Introduction
Table of Contents
Date of Hack: September 4th, 2023
Entities Involved: Stake.com, Potential North Korea-affiliated Hackers
Amount Lost: $41 Million
Key Vulnerability: Suspected Compromise of Stake’s Hot Wallet Private Keys
The following report provides an in-depth analysis of the security breach that occurred on September 4, 2023, involving Stake.com.
This report will explore the sequence of events, vulnerabilities exploited, Stake’s response, and potential connections to North Korean hackers.
Initial Indicators
The hack’s speed and precision suggest that Stake.com’s hot wallet private keys may have been compromised, but its co-founder Edward Craven says the breach was not due to hackers gaining control of its private keys.
The Stake exploit on multiple chains resulted in a $41M loss. The root cause was the compromise of private keys. The attackers were able to gain access to Stake’s hot wallets.
The attackers then called the transfer() function to drain 9,620 ETH on the Ethereum Mainnet, 14.24 million MATIC on the Polygon Network, and 82,650 BNB on the BNB Chain.
Sequence of Attacks
Ethereum Network:
The attacker swiftly drained $15.7 million from the stake’s hot wallets on the Ethereum Address. The stolen assets included:
- 6,001 ETH
- 3.9 million USDT
- 1.1 million USDC
- 900,000 DAI
These assets were quickly transferred to a hacker-controlled address (0x3130662aece32f05753d00a7b95c0444150bcd3c) and distributed to various accounts.
Binance Smart Chain & Polygon Networks Breach
Approximately an hour later, the attacker targeted stake’s wallets on both the Binance Smart Chain (BSC) and the Polygon Networks, stealing $25.2 million in assets:
From BSC:
- 12,000 BNB
- 7.35 million BSC-USD
Additional assets, including 1.8 million USDC, 2,100 ETH, 1.3 million BUSD, 83.9 billion SHIB, 40,000 LINK, and 300,000 MATIC, were also taken.
These assets were sent to address 0x4464e91002c63a623a8a218bd5dd1f041b61ec04 and distributed among various accounts.
From Polygon:
- 70,000 DAI
- 4.22 million USDT
- 1.78 million USDC
- 3.25 million MATIC
The attacker transferred these assets to address 0xfe3f568d58919b14aff72bd3f14e6f55bec6c4e0 and distributed them among multiple accounts on the Polygon Network.
Stake’s Response
Stake.com’s response to the breach was delayed, taking five hours to acknowledge the attack publicly. Users were also notified of system maintenance shortly before the hack, raising questions about the timing and preparedness of the attacker.
The Aftermath
Two days after the initial attack, the attacker began laundering the stolen assets, primarily by bridging them from Polygon to Avalanche. A significant portion of MATIC was converted to BTC. To date, 72 BTC has been laundered, while the rest of the stolen assets remain with the attacker.
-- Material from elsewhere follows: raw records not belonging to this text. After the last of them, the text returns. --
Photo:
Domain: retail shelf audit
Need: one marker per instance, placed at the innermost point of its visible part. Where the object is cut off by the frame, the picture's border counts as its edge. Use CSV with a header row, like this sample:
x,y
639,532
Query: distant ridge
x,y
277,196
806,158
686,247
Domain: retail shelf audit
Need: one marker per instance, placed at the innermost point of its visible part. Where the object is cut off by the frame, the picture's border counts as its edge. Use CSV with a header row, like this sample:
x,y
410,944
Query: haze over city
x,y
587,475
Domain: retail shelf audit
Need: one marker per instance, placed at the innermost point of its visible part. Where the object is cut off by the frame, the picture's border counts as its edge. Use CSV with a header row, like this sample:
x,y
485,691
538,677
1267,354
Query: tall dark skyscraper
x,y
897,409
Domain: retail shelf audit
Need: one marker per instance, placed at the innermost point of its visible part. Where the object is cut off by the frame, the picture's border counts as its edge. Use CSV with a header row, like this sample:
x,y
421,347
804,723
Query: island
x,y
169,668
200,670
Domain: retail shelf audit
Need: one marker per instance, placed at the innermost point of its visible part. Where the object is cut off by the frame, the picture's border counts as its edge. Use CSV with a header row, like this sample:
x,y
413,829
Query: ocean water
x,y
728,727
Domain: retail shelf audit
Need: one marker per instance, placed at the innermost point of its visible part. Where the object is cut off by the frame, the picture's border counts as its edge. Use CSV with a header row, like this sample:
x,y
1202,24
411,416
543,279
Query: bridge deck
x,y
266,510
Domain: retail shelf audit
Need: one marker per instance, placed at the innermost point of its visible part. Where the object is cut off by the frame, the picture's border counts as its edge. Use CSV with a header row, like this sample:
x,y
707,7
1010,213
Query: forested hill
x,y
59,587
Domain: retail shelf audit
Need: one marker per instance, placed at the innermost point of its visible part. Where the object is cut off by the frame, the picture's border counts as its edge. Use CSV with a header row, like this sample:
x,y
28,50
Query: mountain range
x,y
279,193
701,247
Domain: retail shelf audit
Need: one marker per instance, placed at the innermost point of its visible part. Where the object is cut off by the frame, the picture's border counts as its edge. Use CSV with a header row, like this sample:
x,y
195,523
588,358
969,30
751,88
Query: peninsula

A Potential North Korean Connection?
Recent information from the FBI has raised suspicions of a more significant plot. The attack signatures and addresses used in this hack closely resemble those seen in other notable 2023 hacks, including Alphapo, CoinsPaid, and Atomic Wallet, resulting in combined losses of over $200 million.
Preliminary investigations suggest a potential link to North Korean hackers, indicating possible state-sponsored cybercriminal activity.
Conclusion
The Stake.com hack highlights the ever-evolving threats within the cryptocurrency domain. Continuous security audits, vigilance, robust security measures, and swift incident response mechanisms are essential to safeguard digital assets.
As investigations continue, stakeholders must collaborate closely with law enforcement agencies to mitigate future threats and recover stolen funds.